Nancy Grace Augusta Wake (1912–2011) was born in Wellington, New Zealand, and grew up in Sydney, Australia. She trained as a nurse and later worked as a journalist in Europe during the 1930s, where she witnessed the rise of fascism and Nazi persecution firsthand.
In 1939, she married Henri Fiocca, a wealthy French industrialist, and settled in Marseille. When France fell to Germany in 1940, Wake joined the French Resistance. She became a courier for the Pat O’Leary escape line, which helped downed Allied airmen and fugitives reach neutral Spain. Her skill in evading the Gestapo earned her the nickname “the White Mouse.”

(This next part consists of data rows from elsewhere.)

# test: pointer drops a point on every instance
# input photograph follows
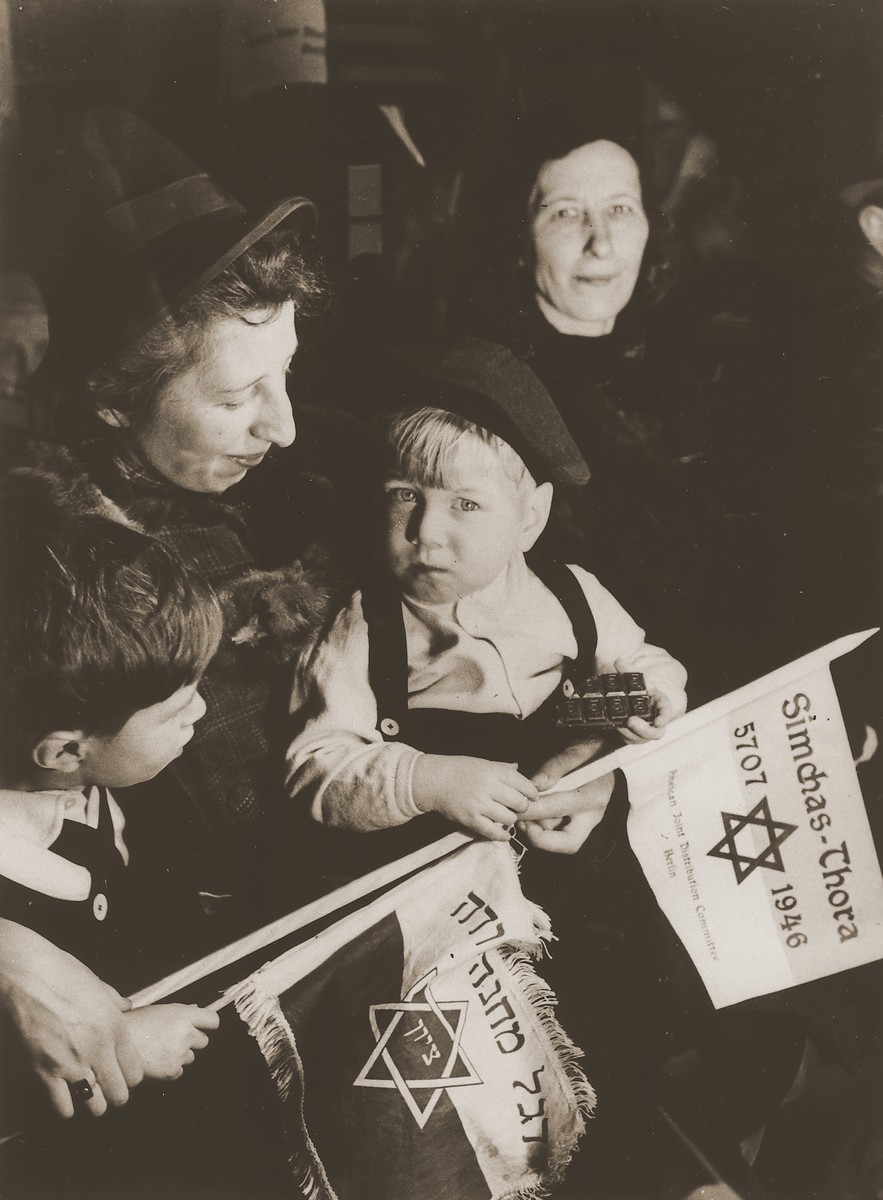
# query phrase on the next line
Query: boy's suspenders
(388, 649)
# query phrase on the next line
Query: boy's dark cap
(487, 384)
(145, 228)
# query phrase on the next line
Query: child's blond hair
(424, 444)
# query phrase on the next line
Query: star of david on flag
(770, 856)
(793, 889)
(415, 1050)
(419, 1050)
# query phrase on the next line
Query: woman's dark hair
(265, 276)
(97, 619)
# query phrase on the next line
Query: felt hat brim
(97, 313)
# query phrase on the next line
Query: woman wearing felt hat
(173, 322)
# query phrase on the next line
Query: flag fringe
(542, 1002)
(266, 1024)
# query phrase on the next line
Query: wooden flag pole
(298, 919)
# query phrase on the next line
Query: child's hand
(70, 1024)
(482, 796)
(665, 709)
(168, 1036)
(562, 821)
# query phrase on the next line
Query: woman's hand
(168, 1036)
(481, 796)
(68, 1023)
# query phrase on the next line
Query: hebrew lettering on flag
(414, 1048)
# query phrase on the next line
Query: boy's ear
(536, 509)
(113, 417)
(62, 750)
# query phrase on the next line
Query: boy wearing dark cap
(444, 675)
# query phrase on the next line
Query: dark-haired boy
(103, 639)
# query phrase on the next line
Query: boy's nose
(596, 233)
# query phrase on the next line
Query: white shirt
(29, 825)
(497, 651)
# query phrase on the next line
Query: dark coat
(280, 549)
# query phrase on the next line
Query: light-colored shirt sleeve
(622, 640)
(338, 762)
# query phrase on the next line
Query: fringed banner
(415, 1049)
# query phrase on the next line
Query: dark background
(788, 89)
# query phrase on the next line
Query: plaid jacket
(280, 550)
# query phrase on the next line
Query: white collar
(29, 825)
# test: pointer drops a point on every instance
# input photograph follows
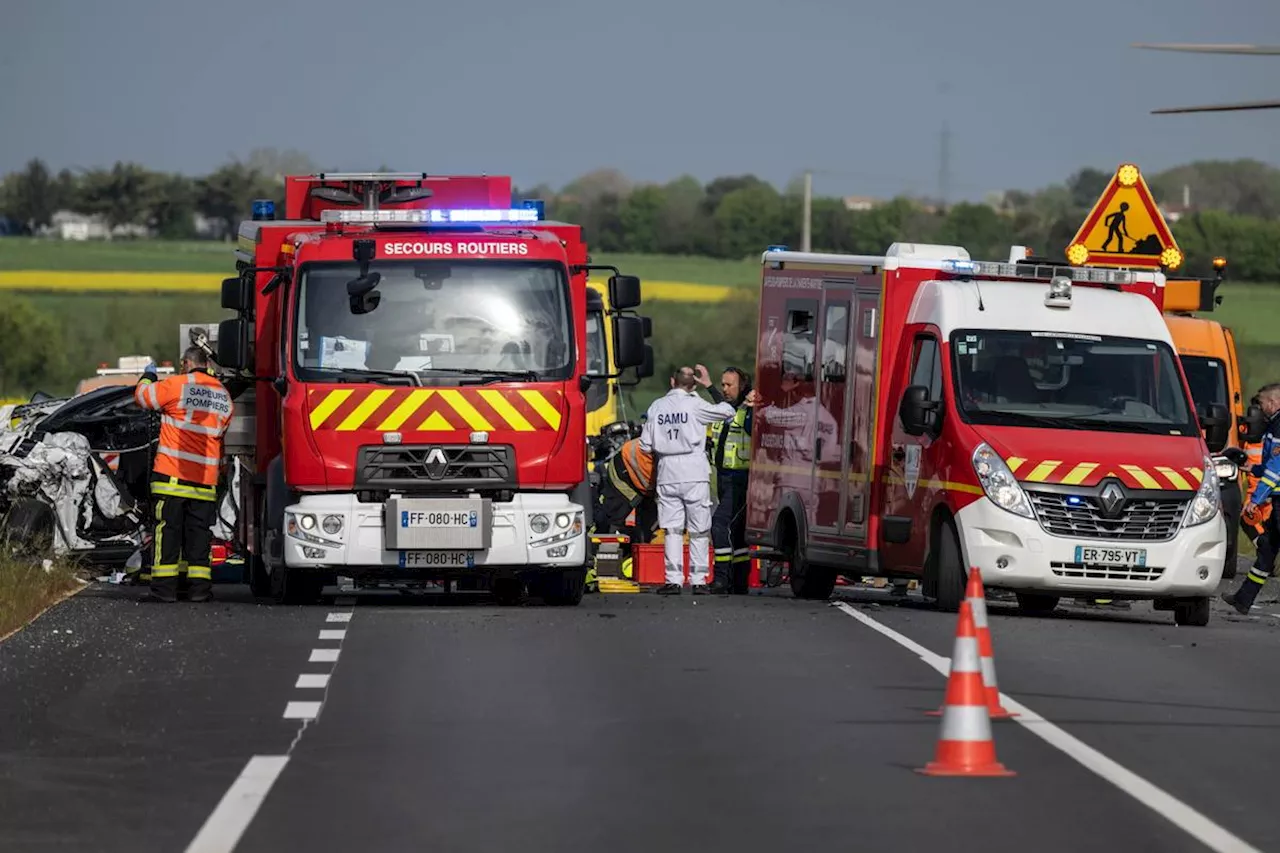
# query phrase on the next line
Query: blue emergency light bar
(434, 217)
(264, 209)
(1000, 269)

By 1943, her activities had drawn German attention, forcing her to flee France through the Pyrenees. Her husband was later captured and executed by the Gestapo. After arriving in Britain, Wake joined the Special Operations Executive (SOE), a secret organization that supported resistance movements across occupied Europe. Under the code name “Hélène,” she was trained in weapons, fieldcraft, and communications.
In April 1944, she parachuted into central France as part of an SOE team known as “Freelance.” Their task was to coordinate between London and the local Maquis resistance groups in the Auvergne region. Wake helped organize supply drops of weapons and funds, distributed materials among the fighters, and took part in guerrilla actions against German forces.
She became known for her courage and resourcefulness. During one mission, after her team’s radio operator lost his equipment, she cycled more than 400 kilometers to deliver an urgent message to London—a story that became one of the best-known episodes of her wartime service. Wake later said she once killed a German sentry with her bare hands during a raid to prevent him from raising the alarm.
After the liberation of France, Wake returned to Britain. She received numerous awards for her wartime service, including the George Medal (UK), the Medal of Freedom (USA), the Croix de Guerre and Légion d’Honneur (France), and later the Companion of the Order of Australia and New Zealand’s RSA Badge in Gold.
In the years after the war, she worked briefly for British intelligence, then entered politics in Australia, standing twice as a Liberal Party candidate. She published her autobiography The White Mouse in 1985, which brought her international recognition.
In her later years, Wake lived between Australia and England, eventually settling in London. She died there in 2011 at the age of 98. Her ashes were scattered in central France, near Montluçon, where she had fought with the Resistance.
Today, Nancy Wake is remembered as one of the most decorated women of the Second World War and one of the most remarkable figures in the history of the Resistance.